John Robie (Cary Grant) is a former master cat burglar, who gave it all up during the war to become a hero of the French resistance. He now lives a life of luxury in the south of France, but when a string of burglaries starts up the police immediately puts Robie in the frame, causing him to go on the run. He hatches a plan using a connection within the jewellery insurance industry to scope out the next potential victims, believing the only way to clear his name is to catch the real burglar in the act. This brings him into contact with the wealthy Jessie Stevens (Jessie Royce Landis) and her beautiful daughter Frances (Grace Kelly).
Few directors have greater range within the same genre than Hitchcock. Throughout his career he’s always retained one foot inside his drama wheelhouse, occasionally planting the other near comedy or horror, but he’s never had to entertain the notion of science fiction or fantasy. To Catch A Thief is one of his lightest, fluffiest capers, possibly too much so, featuring silly characters doing preposterous things, but keeping a straight face and playing everything far more earnestly than they should be. Conversations can turn from a man’s wartime killing history to the delights of a slice of quiche Lorraine in moments, and a stroll through a police-patrolled street market can very quickly end in a hurried chase and a mountain of overturned flowers.
As I mentioned recently, Cary Grant could be my new favourite actor, and here he’s on reliable form, playing the line between harrowed victim and smoother-than-a-buttered-dolphin ladies man, and his chemistry with Grace Kelly is impeccable. Grant has an air about him that enables him to always seem like he could be conning everyone – even us – so you’re never quite sure which way his cards are going to fall. Kelly is, as always, radiant (I may have a thing for Grace Kelly…) but I couldn’t get past how she fawned over Grant, despite the 25 years age difference. Also, Robie attracts the attention of another girl, Danielle (Brigitte Auber), his friend’s daughter. She is even younger than Kelly (by two years) but is playing possibly a teenager, and there is at least one conversation whereby Grace Kelly is described as being “an old car” in comparison to Danielle. The mind boggles.

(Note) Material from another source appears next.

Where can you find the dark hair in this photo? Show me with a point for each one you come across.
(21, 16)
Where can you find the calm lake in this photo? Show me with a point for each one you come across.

Speaking of Danielle, her father Bertani (Charles Vanel) seems to be suffering from a terrible case of bad ADR, in that every line he says has been over-dubbed, even in some scenes where he isn’t talking at all. It’s incredibly distracting, as are the obvious attempts in some scenes to cover up that Vanel isn’t the one speaking by shooting him from behind, or with something covering his mouth. It’s a standard technique, I know, but I expected better from Hitchcock.
Story-wise the film takes a while actually getting anywhere, with the more exciting scenes – the robberies being carried out – taking place very quickly and only in close-up. There’s a few car chases, but they felt clumsy and lacked panache or a sense of danger, so I never really felt that anyone was at risk (plus Kelly spent a lot of time over-steering whilst driving on a relatively straight road, which is something of a pet peeve of mine). The plot gets a little confusing, mainly with regard to how Robie knows some of the characters, and why many of them aren’t ever too pleased to see him, and I’ve seen too many heist films for anything to actually surprise me, particularly the ending, whereby the rules of coherent film-making dictated the list of potential culprits be very limited, down to just one person.
All that being said, it’s still a rather fun film, that’s possibly too lightweight for its own good. I’d purchased the DVD of this, thinking it was on the 1001 Movies list, but now I can see why it isn’t.